Board logo

subject: Leg Workout Women [print this page]


Chop
Chop

Start Position: Hold medicine ball with your arms extended overhead.

In one continuous motion bring the ball down in front of you like you are chopping wood.

You will have to bend at your knees to complete this.

Return to starting position and repeat

Medicine Ball Lunge

1) Start position: Stand with feet hip width apart. Place hands on waist or out to sides for stability.

2) Step forward 2-3 feet and lower body forming a 90 bend at the front hip and knee. DO NOT allow front knee to extend past the big toe - may cause injury. Take medicine ball during this movement and press the ball over your head.

3) Pushing off front foot, return to start position. Continue with same leg or alternate as prescribed.

4) Remember to keep head and back upright in a neutral position. Shoulders and hips should remain squared at all times.

Medicine Ball Squat

1) Grasp medicine ball and hold out in front of you.

2) Start position: Stand with feet slightly wider than hip width apart. Knees should be slightly bent.

3) Lower body by flexing at the hips and knees. Upper body can flex forward at the hips slightly (~5) during movement. Be sure to sit back so that knees stay over the feet.

4) Once thighs are parallel to floor, return to start position.

5) Remember to keep head and back straight in a neutral position - hyperextension or flexion may cause injury. Keep weight over the middle of foot and heel, not the toes.

Lunge Crossover with Med ball

1) Stand with feet hip width apart. Take left leg and step back approximately 2 feet standing on the ball of the foot.

2) Start position: Feet should be positioned at a staggered stance with head and back erect and straight in a neutral position. Hold medicine ball in front of your chest.

3) Lower body by bending at hip and knee until thigh is parallel to floor. Body should follow a straight line down towards the floor. As you are lunging reach to one side of the leg with the ball.

4) Return to start position and repeat by reaching to the opposite side with the ball. Alternate or switch to other leg after prescribed reps.

Squat and Press with medicine ball

1. Stand with feet shoulder width apart and knees slightly bent.

2. Start position: Position medicine ball to ear level.

3. Go into a full squat. Immediately extend legs and stand up and at the same time press hands up above head keeping wrists over the elbows and arms moving parallel to body at all times.

4. Return to start position and repeat.

Dumbbell Squat and Rotational Swings

1. Start position: Holding a dumbell in each hand start in squatted position with dumbells between legs.

2. Start movement by standing up and keeping arms straight rotate shoulders and trunk towards the left.

3. Return to the starting position and repeat to the other side.

4. Repeat for the prescribed number of repetitions.

Dumbell Sumo Squat

1. Start by holding a dumbell in each hand between your legs. You may also hold just one dumbell with two hands as well.

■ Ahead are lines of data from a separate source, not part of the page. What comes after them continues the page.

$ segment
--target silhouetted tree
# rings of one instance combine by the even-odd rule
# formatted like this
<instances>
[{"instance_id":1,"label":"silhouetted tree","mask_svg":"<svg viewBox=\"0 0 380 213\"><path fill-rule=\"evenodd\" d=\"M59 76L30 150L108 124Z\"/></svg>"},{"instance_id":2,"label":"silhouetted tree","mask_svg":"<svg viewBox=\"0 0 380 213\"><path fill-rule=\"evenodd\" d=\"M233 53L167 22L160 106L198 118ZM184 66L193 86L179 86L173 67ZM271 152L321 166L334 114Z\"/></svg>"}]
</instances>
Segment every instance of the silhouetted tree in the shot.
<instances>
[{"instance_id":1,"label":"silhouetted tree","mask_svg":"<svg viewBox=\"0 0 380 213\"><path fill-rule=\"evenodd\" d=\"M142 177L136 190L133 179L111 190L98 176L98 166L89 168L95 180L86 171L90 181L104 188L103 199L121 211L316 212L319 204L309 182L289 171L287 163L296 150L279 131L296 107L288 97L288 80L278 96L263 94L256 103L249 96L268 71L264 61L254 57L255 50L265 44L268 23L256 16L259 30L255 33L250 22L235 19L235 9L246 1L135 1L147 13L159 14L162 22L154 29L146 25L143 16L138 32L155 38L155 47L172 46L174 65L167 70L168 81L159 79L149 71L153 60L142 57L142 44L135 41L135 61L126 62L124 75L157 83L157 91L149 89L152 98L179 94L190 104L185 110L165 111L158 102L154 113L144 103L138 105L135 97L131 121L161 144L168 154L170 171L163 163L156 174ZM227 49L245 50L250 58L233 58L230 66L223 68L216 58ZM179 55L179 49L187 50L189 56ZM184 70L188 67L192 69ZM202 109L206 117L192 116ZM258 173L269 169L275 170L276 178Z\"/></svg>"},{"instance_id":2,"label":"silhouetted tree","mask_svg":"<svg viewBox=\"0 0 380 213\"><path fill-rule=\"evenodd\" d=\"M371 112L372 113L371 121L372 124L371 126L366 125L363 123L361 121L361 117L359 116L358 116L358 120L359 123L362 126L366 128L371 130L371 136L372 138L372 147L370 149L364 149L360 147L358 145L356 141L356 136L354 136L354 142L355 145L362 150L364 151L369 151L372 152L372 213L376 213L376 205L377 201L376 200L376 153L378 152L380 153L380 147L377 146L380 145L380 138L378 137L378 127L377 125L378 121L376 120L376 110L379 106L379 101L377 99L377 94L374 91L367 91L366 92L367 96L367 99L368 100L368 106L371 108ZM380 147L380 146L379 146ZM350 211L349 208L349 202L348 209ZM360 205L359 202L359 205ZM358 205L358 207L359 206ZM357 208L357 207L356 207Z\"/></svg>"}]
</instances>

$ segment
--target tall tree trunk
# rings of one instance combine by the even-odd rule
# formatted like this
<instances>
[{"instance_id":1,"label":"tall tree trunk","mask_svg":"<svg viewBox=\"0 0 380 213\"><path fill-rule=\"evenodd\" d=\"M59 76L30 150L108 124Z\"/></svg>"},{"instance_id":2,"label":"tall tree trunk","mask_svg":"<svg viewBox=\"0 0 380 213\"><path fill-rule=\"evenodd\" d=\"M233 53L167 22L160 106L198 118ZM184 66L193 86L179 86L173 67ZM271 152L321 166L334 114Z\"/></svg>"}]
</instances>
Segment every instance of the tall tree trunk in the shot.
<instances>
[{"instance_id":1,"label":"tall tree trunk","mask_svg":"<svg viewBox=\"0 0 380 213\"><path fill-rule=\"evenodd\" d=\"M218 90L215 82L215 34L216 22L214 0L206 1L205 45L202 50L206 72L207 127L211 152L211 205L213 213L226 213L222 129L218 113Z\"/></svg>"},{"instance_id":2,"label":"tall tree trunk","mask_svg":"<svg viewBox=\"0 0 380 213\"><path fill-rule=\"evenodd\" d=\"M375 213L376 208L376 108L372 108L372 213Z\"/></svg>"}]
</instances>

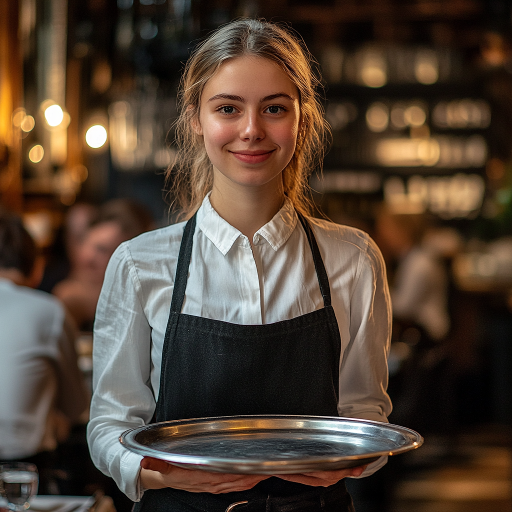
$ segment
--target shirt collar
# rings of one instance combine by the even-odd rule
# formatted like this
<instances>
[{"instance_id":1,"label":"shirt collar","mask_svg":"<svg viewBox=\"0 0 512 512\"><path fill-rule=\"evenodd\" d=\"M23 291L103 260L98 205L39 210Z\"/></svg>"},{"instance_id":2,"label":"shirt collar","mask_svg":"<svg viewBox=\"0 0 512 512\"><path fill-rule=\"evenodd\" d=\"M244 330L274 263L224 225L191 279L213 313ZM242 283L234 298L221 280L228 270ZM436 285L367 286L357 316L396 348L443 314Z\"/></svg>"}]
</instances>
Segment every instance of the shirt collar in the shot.
<instances>
[{"instance_id":1,"label":"shirt collar","mask_svg":"<svg viewBox=\"0 0 512 512\"><path fill-rule=\"evenodd\" d=\"M297 225L297 214L287 198L281 209L255 233L264 238L274 251L290 238ZM214 245L225 256L242 233L224 220L214 209L208 194L197 212L197 225Z\"/></svg>"}]
</instances>

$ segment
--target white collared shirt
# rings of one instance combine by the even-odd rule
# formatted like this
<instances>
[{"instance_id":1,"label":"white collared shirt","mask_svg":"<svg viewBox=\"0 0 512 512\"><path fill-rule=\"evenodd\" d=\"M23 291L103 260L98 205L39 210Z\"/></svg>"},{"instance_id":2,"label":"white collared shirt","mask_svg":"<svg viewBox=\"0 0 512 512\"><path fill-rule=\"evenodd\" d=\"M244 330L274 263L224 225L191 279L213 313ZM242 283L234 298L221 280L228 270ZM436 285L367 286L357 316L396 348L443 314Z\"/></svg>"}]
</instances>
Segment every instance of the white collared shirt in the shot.
<instances>
[{"instance_id":1,"label":"white collared shirt","mask_svg":"<svg viewBox=\"0 0 512 512\"><path fill-rule=\"evenodd\" d=\"M341 338L340 416L386 421L391 309L380 252L366 233L309 219L329 276ZM118 441L149 423L184 223L124 242L113 255L94 324L93 460L131 499L140 499L141 457ZM324 307L307 239L291 203L251 244L207 196L197 212L182 312L243 325L272 324ZM374 463L364 475L385 463Z\"/></svg>"}]
</instances>

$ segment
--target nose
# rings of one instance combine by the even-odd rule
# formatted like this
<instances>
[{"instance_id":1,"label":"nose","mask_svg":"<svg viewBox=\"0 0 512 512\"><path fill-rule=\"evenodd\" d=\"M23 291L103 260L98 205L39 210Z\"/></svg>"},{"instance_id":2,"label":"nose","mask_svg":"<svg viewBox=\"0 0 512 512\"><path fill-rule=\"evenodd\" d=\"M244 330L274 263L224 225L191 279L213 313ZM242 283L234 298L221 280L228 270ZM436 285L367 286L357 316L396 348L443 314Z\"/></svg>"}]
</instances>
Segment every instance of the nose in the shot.
<instances>
[{"instance_id":1,"label":"nose","mask_svg":"<svg viewBox=\"0 0 512 512\"><path fill-rule=\"evenodd\" d=\"M264 138L265 128L258 112L248 111L242 118L240 138L247 142L252 142Z\"/></svg>"}]
</instances>

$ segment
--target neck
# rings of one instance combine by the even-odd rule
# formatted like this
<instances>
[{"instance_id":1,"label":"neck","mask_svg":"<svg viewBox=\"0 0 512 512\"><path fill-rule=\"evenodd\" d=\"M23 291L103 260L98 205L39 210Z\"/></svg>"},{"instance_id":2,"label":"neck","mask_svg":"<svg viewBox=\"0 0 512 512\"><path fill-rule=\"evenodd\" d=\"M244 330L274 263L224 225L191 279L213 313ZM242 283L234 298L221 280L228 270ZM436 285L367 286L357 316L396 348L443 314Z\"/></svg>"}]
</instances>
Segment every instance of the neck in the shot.
<instances>
[{"instance_id":1,"label":"neck","mask_svg":"<svg viewBox=\"0 0 512 512\"><path fill-rule=\"evenodd\" d=\"M259 186L239 185L214 170L210 202L226 222L249 239L269 222L285 200L281 175Z\"/></svg>"}]
</instances>

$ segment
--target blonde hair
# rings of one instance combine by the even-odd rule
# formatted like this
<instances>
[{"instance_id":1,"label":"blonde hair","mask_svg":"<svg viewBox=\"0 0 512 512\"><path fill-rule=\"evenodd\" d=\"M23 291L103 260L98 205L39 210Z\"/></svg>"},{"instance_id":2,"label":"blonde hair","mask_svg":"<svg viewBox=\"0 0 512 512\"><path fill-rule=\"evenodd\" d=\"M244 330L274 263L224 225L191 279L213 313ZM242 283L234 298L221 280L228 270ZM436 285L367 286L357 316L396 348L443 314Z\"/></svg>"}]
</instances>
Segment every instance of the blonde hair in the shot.
<instances>
[{"instance_id":1,"label":"blonde hair","mask_svg":"<svg viewBox=\"0 0 512 512\"><path fill-rule=\"evenodd\" d=\"M311 66L314 60L302 40L287 27L242 19L221 27L202 41L187 62L181 78L180 113L175 124L178 153L166 178L170 183L172 208L179 210L182 218L191 216L213 186L211 164L202 138L193 127L199 117L203 88L223 62L247 55L277 64L298 90L299 133L295 152L283 172L283 184L295 208L311 215L308 180L315 167L321 169L330 133L317 90L321 82Z\"/></svg>"}]
</instances>

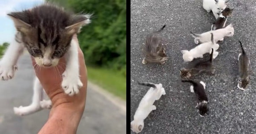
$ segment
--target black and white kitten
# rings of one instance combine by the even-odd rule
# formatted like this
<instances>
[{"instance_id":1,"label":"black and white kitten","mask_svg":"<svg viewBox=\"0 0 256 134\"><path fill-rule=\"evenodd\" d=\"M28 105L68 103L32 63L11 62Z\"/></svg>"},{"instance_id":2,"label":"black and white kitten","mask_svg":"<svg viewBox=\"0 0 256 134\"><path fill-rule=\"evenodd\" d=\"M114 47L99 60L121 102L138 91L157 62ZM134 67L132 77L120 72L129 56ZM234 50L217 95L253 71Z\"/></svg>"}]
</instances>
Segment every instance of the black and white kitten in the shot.
<instances>
[{"instance_id":1,"label":"black and white kitten","mask_svg":"<svg viewBox=\"0 0 256 134\"><path fill-rule=\"evenodd\" d=\"M233 9L229 8L225 8L219 15L216 21L212 25L211 30L215 30L224 28L226 25L227 17L231 16Z\"/></svg>"},{"instance_id":2,"label":"black and white kitten","mask_svg":"<svg viewBox=\"0 0 256 134\"><path fill-rule=\"evenodd\" d=\"M17 32L15 39L0 61L1 80L13 78L17 61L26 49L34 59L38 69L54 67L64 57L66 65L62 74L63 91L70 96L78 93L83 86L79 78L79 46L72 37L79 32L81 27L90 23L90 16L72 14L47 3L8 15L13 21ZM14 107L16 114L27 115L42 108L50 108L50 100L42 100L43 89L36 76L34 85L32 103L27 106Z\"/></svg>"},{"instance_id":3,"label":"black and white kitten","mask_svg":"<svg viewBox=\"0 0 256 134\"><path fill-rule=\"evenodd\" d=\"M247 88L249 84L249 75L250 73L250 59L242 45L242 43L239 41L240 43L242 53L239 54L238 56L239 73L240 78L238 80L237 87L239 89L244 90Z\"/></svg>"},{"instance_id":4,"label":"black and white kitten","mask_svg":"<svg viewBox=\"0 0 256 134\"><path fill-rule=\"evenodd\" d=\"M148 62L164 64L168 60L165 53L165 49L160 42L158 34L165 27L164 25L157 31L150 34L147 37L146 43L146 56L142 61L142 63Z\"/></svg>"},{"instance_id":5,"label":"black and white kitten","mask_svg":"<svg viewBox=\"0 0 256 134\"><path fill-rule=\"evenodd\" d=\"M183 80L181 81L192 84L192 85L190 86L190 91L194 93L197 97L197 104L196 108L199 110L200 116L202 117L206 114L209 115L208 99L204 91L205 84L202 81L199 82L191 80Z\"/></svg>"},{"instance_id":6,"label":"black and white kitten","mask_svg":"<svg viewBox=\"0 0 256 134\"><path fill-rule=\"evenodd\" d=\"M214 74L216 67L212 64L213 52L213 49L212 49L212 53L209 60L199 61L191 68L183 68L181 69L180 70L180 77L182 78L189 79L204 72L210 72L212 74Z\"/></svg>"}]
</instances>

2. Your feet should be wider than shoulder width and your toes pointed slightly outward.

3. Proceed to squat down until the dumbells almost touch the floor.

4. Your hips should drop back and down while your knees stay directly above your feet.

5. Repeat for the required number of repetitions.

Stability Ball Wall Squat with DBs

1. Start by placing a stability ball against a wall and holding it there with the small of your back.

2. Holding a dumbell in each hand proceed to squat down until your thighs are parallel to the ground or you have reached full range of motion.

3. Return to the starting position and repeat for the desired repetitions.